Senator Elizabeth Warren was also outraged and gave an impassioned speech on the Senate floor against passing this toxic provision. (See video clip below.) Despite public outrage, the Cromnibus passed with the toxic amendments included.
Both Hultgren and Yoder benefitted greatly from Wall Street largess when running for their House seats.
According to the Center for Responsive Politics, “Securities and Investment” was the number one donor category to Hultgren’s political campaigns in 2011-2012, 2013-2014, and 2017-2018. It ranked second in 2015-2016 behind the “Insurance” industry. “Securities and Investment” includes donations from both employees of securities firms, their spouses and Political Action Committees (PACs).
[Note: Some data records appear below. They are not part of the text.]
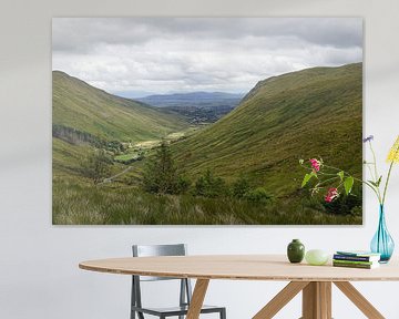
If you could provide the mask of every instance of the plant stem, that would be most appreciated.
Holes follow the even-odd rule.
[[[386,199],[386,195],[387,195],[387,188],[388,188],[388,183],[389,183],[389,177],[390,177],[390,173],[392,172],[392,167],[393,167],[393,161],[391,162],[391,165],[389,165],[389,171],[388,171],[388,175],[387,175],[387,181],[386,181],[386,185],[383,187],[383,195],[382,195],[382,205],[385,203]]]
[[[339,168],[337,168],[337,167],[329,166],[329,165],[324,165],[324,166],[326,166],[326,167],[328,167],[328,168],[332,168],[332,169],[339,171],[339,172],[344,172],[344,174],[346,174],[346,175],[348,175],[348,176],[352,176],[352,175],[350,175],[348,172],[345,172],[345,171],[339,169]],[[370,183],[368,183],[368,182],[366,182],[366,181],[362,181],[362,179],[360,179],[360,178],[357,178],[357,177],[355,177],[355,176],[352,176],[352,177],[354,177],[355,181],[357,181],[357,182],[359,182],[359,183],[362,183],[362,184],[366,184],[367,186],[369,186],[369,187],[372,189],[372,192],[376,193],[378,202],[379,202],[380,204],[382,204],[381,194],[380,194],[378,187],[375,187],[375,186],[371,185]]]
[[[375,166],[375,173],[376,173],[376,178],[375,178],[374,182],[377,183],[377,181],[378,181],[379,177],[378,177],[378,172],[377,172],[376,152],[374,152],[371,141],[369,141],[369,145],[370,145],[370,150],[371,150],[371,153],[372,153],[372,160],[374,160],[374,166]]]

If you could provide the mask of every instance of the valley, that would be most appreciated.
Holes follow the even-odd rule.
[[[361,69],[287,73],[245,96],[137,101],[54,71],[53,223],[361,224],[361,189],[339,204],[347,214],[334,214],[300,189],[298,165],[320,156],[360,176]],[[160,163],[168,168],[156,171]]]

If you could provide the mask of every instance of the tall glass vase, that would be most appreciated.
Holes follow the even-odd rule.
[[[387,229],[383,205],[380,205],[379,208],[378,228],[372,237],[370,248],[372,253],[381,254],[380,263],[388,263],[393,253],[395,243]]]

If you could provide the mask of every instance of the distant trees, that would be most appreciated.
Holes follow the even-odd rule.
[[[198,176],[193,185],[191,181],[177,173],[173,161],[172,152],[163,142],[143,169],[143,188],[145,192],[154,194],[185,194],[207,198],[232,197],[239,200],[247,200],[259,204],[267,204],[272,200],[272,195],[263,187],[250,188],[248,179],[241,177],[233,184],[216,176],[207,169]]]
[[[112,164],[112,158],[104,150],[95,150],[81,162],[81,173],[98,184],[110,175]]]
[[[149,158],[143,171],[143,187],[149,193],[158,194],[177,194],[190,187],[190,182],[177,175],[166,142],[162,142],[155,155]]]
[[[53,124],[52,136],[73,145],[86,144],[96,148],[106,150],[114,154],[123,153],[126,150],[126,147],[119,141],[105,141],[88,132],[82,132],[74,127],[59,124]]]
[[[227,195],[228,189],[222,177],[216,177],[207,169],[204,175],[195,182],[195,195],[204,197],[219,197]]]

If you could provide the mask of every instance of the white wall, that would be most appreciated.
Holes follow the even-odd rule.
[[[54,227],[51,225],[51,18],[104,16],[256,16],[365,18],[365,133],[383,160],[399,133],[399,2],[396,0],[68,0],[2,2],[0,9],[0,318],[127,318],[129,277],[78,269],[83,259],[129,256],[132,243],[185,241],[191,254],[367,248],[377,203],[367,193],[362,227]],[[399,167],[387,205],[399,243]],[[250,318],[283,282],[214,281],[208,302],[228,318]],[[357,284],[399,318],[399,282]],[[150,288],[152,289],[152,288]],[[386,292],[382,292],[386,291]],[[152,290],[155,294],[155,290]],[[162,298],[160,294],[156,296]],[[278,318],[298,318],[296,298]],[[335,290],[335,318],[364,318]]]

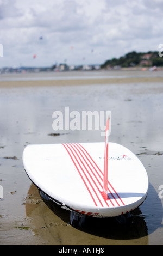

Throughout Hultgren’s political career in the House, he received $902,475 from the “Securities and Investment” category.
Likewise, Yoder’s number one career donor category was “Leadership PACs,” which contributed $872,976. Securities and Investment ranked a close second with $811,301. Citigroup, Goldman Sachs, and Bank of America – which today hold tens of trillions of dollars of derivatives inside their federally insured banks (yes, Goldman Sachs is allowed to own a federally-insured bank) – ranked among the top 20 of Yoder’s campaign donors.
According to the most recent report from the Office of the Comptroller of the Currency, as of March 31, 2021, JPMorgan Chase Bank, Goldman Sachs Bank USA, Citibank N.A. (the federally-insured unit of Citigroup), and Bank of America are sitting on a total notional (face amount) of $168 trillion in derivatives or 89 percent of the $189 trillion at all federally-insured banks.
Even after JPMorgan Chase’s reputational damage from its London Whale scandal, the Office of the Comptroller of the Currency reported that during the first quarter of last year JPMorgan Chase had lost $2.4 billion trading stocks (equities) and $822 million trading credit derivatives, giving it a net loss among all of its trading in cash instruments and derivatives of $940 million. This is not what happened in the whole sprawling trading behemoth of JPMorgan Chase, it’s just what happened in the taxpayer-backstopped, federally-insured bank.
One reason that JPMorgan Chase needs the taxpayer subsidy backstopping its derivatives casino is because it has demonstrated since 2014 that it’s not very good at managing risk. Since 2014 JPMorgan Chase has racked up five felony counts – making it unique in the history of money center banks in the United States. (See After JPMorgan Chase Admits to Its 4th and 5th Felony Charge, Its Board Gives a $50 Million Bonus to Its CEO, Jamie Dimon.)
Please pick up the phone today and call your Senators and representative in the House and demand real reform of Wall Street along with meaningful campaign finance reform.